Die Erkenntnisse haben sie in ihrer Studie ‚Unskilled and Unaware of it: How Difficulties in Recognizing One’s Own Incompetence Lead to Inflated Self-Assessments‘. Die Studie ist 14 Seiten stark und interessant zu lesen (siehe am Schluss des Beitrages, Englisch). Kern ihrer Studie ist die Schlussfolgerung, dass weniger kompetente Menschen:

  • dazu neigen, ihre eigenen Fähigkeiten zu überschätzen,
  • überlegene Fähigkeiten bei anderen nicht erkennen,
  • das Ausmass ihrer Inkompetenz nicht richtig einschätzen,
  • durch Bildung oder Übung nicht nur ihre Kompetenz steigern, sondern auch lernen können, sich und andere besser einzuschätzen.

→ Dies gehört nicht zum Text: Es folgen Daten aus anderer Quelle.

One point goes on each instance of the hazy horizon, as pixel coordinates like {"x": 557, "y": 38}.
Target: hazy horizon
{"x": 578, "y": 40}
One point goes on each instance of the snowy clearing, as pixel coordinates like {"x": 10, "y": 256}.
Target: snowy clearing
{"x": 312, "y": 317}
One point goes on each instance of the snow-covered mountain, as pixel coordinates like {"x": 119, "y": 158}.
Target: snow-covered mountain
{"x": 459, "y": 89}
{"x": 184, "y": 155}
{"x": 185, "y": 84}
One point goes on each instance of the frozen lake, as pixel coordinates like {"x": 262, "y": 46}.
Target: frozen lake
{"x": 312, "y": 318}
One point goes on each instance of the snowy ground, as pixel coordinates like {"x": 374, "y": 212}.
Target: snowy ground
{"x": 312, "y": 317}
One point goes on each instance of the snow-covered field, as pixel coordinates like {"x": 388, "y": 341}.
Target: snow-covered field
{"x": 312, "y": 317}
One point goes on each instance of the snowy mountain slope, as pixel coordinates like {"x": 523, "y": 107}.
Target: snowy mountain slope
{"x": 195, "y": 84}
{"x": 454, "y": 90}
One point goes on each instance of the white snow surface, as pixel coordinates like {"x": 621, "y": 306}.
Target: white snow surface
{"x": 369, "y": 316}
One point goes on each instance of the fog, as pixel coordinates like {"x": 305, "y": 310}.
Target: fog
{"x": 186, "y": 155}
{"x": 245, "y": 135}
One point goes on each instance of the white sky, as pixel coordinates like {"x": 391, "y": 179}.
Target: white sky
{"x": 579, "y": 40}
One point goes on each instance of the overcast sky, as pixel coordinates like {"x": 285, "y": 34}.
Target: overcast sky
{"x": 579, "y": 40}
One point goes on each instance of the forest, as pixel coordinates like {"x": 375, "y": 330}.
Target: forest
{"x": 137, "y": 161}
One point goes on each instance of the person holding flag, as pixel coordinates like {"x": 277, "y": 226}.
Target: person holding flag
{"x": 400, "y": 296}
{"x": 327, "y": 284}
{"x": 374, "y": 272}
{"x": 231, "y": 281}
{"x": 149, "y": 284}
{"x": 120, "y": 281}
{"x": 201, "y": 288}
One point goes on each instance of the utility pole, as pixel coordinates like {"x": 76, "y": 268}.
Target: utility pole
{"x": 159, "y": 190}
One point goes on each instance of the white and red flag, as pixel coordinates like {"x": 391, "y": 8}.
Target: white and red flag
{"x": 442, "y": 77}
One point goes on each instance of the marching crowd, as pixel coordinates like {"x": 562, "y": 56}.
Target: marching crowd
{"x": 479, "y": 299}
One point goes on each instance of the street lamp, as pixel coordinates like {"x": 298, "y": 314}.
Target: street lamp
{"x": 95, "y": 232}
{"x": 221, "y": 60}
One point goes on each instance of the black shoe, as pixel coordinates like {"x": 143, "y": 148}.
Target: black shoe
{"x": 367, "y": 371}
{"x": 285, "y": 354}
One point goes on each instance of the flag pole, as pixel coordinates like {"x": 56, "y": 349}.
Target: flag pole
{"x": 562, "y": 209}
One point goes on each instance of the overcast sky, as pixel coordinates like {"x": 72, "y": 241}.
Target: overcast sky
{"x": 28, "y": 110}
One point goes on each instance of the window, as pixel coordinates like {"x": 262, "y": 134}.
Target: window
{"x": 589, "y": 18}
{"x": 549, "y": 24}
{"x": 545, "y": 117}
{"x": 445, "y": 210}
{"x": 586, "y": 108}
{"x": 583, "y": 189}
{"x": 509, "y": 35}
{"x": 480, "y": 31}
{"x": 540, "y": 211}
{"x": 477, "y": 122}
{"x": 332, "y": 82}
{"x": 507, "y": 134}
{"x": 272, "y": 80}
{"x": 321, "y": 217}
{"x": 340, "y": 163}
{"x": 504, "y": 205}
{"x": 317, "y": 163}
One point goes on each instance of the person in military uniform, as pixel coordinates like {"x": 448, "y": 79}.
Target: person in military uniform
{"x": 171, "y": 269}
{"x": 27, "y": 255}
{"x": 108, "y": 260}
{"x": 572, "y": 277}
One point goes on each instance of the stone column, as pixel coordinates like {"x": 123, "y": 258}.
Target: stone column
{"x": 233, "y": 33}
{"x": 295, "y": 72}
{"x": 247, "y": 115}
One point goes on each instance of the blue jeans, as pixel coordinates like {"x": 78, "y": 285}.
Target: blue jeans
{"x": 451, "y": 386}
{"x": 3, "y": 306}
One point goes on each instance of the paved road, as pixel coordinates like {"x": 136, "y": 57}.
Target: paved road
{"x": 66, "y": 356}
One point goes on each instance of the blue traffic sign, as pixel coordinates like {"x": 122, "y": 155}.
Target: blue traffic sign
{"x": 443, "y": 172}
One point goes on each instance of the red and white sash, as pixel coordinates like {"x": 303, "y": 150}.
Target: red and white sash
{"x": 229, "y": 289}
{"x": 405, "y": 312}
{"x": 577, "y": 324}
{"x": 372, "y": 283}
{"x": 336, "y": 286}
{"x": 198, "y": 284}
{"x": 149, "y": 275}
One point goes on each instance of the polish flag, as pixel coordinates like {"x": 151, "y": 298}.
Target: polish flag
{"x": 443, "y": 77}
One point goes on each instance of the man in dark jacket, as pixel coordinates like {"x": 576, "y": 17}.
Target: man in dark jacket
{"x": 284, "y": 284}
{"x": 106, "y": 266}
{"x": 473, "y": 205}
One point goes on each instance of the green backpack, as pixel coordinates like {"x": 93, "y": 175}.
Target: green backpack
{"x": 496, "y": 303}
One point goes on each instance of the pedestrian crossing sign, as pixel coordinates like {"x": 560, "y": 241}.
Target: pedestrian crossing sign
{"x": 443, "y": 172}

Folgender Satz von David Dunning bringt es auf den Punkt:

„Wenn man inkompetent ist, kann man nicht wissen, dass man inkompetent ist […]. Die Fähigkeiten, die Sie benötigen, um eine richtige Antwort zu geben, sind genau die Fähigkeiten, die Sie benötigen, um zu erkennen, was eine richtige Antwort ist.“

Die pointiert zelebrierte Selbstüberschätzung und überkandidelte Selbstliebe von Menschen mit einem gigantischen Ego, können dazu führen, dass selbst die Spröden, Kritischen und Nüchternen sich blenden lassen und es daher nicht selten dazu kommt, dass zum Beispiel Führungspersonen paradoxerweise von diesen in Positionen gehievt werden, die sie trotz allen vorher erkennbaren Defiziten, nie und nimmer ausfüllen können.

(Bildquelle: www.pixabay.com, Fotograf: Mohamed Hassan)

Dieses übersteigerte Selbstmarketing schafft ein Erscheinungsbild, das manchmal so überzeugend wirkt, dass allen Warnzeichen zum Trotz, die übertriebene Darstellungsperformance solcher Egomanen erfolgreich bleibt und erst später entlarvt wird, wenn es meistens schon zu spät und der Schaden angerichtet ist. Nicht selten müssen solche Fehlleistungen jene ausbaden, die gar nichts dafür können: die Belegschaft.

Die Arbeitswelt ist komplex und anstrengend geworden. Ein robustes, selbstbewusstes Auftreten ist sicher richtig, wenn dieses durch Kompetenz, Empathie und reifer Selbstreflektion unterstützt wird.

Leider ist die Realität in der Berufswelt ein wenig anders. Viele erinnern sich wahrscheinlich eher an Männer als an Frauen in Führungspositionen, die meistens nicht sonderlich gebildet waren, aber materiell, finanziell überdurchschnittlich ‚performten‘ und es daher vielen Geführten schwer fiel, zwischen einem übersteigerten Selbstbewusstsein und echter Kompetenz zu unterscheiden.

Viele skrupellose Karrieristen, eiskalte Narzissten und gefühlslose Psychopathen machen in der Wirtschaft leider nicht selten genug eine steile Karriere, nicht weil sei ausserordentlich gut sind, sondern falsche Fährten legen, sich als Persönlichkeit grösser erscheinen lassen als sie wirklich sind und so den Eindruck erwecken, dass deren ‚Kompetenz‘ ebenso grösser wirkt als sie in Wirklichkeit ist.

Leider ist dabei oft genug zu beobachten, dass mehrheitlich männliche Narzissten, Überehrgeizige und Psychopathen Karriere im Eiltempo machen und Frauen zum Beispiel, die tendenziell weniger überheblich sind, überlegter wie auch sozialbestimmter handeln und das eigene Ego im Zaum halten, auf dem Weg in die Beletage scheitern, obwohl deren Wesensmerkmale einer nachhaltigen und erfolgreichen Führungskultur besser entsprechen würden.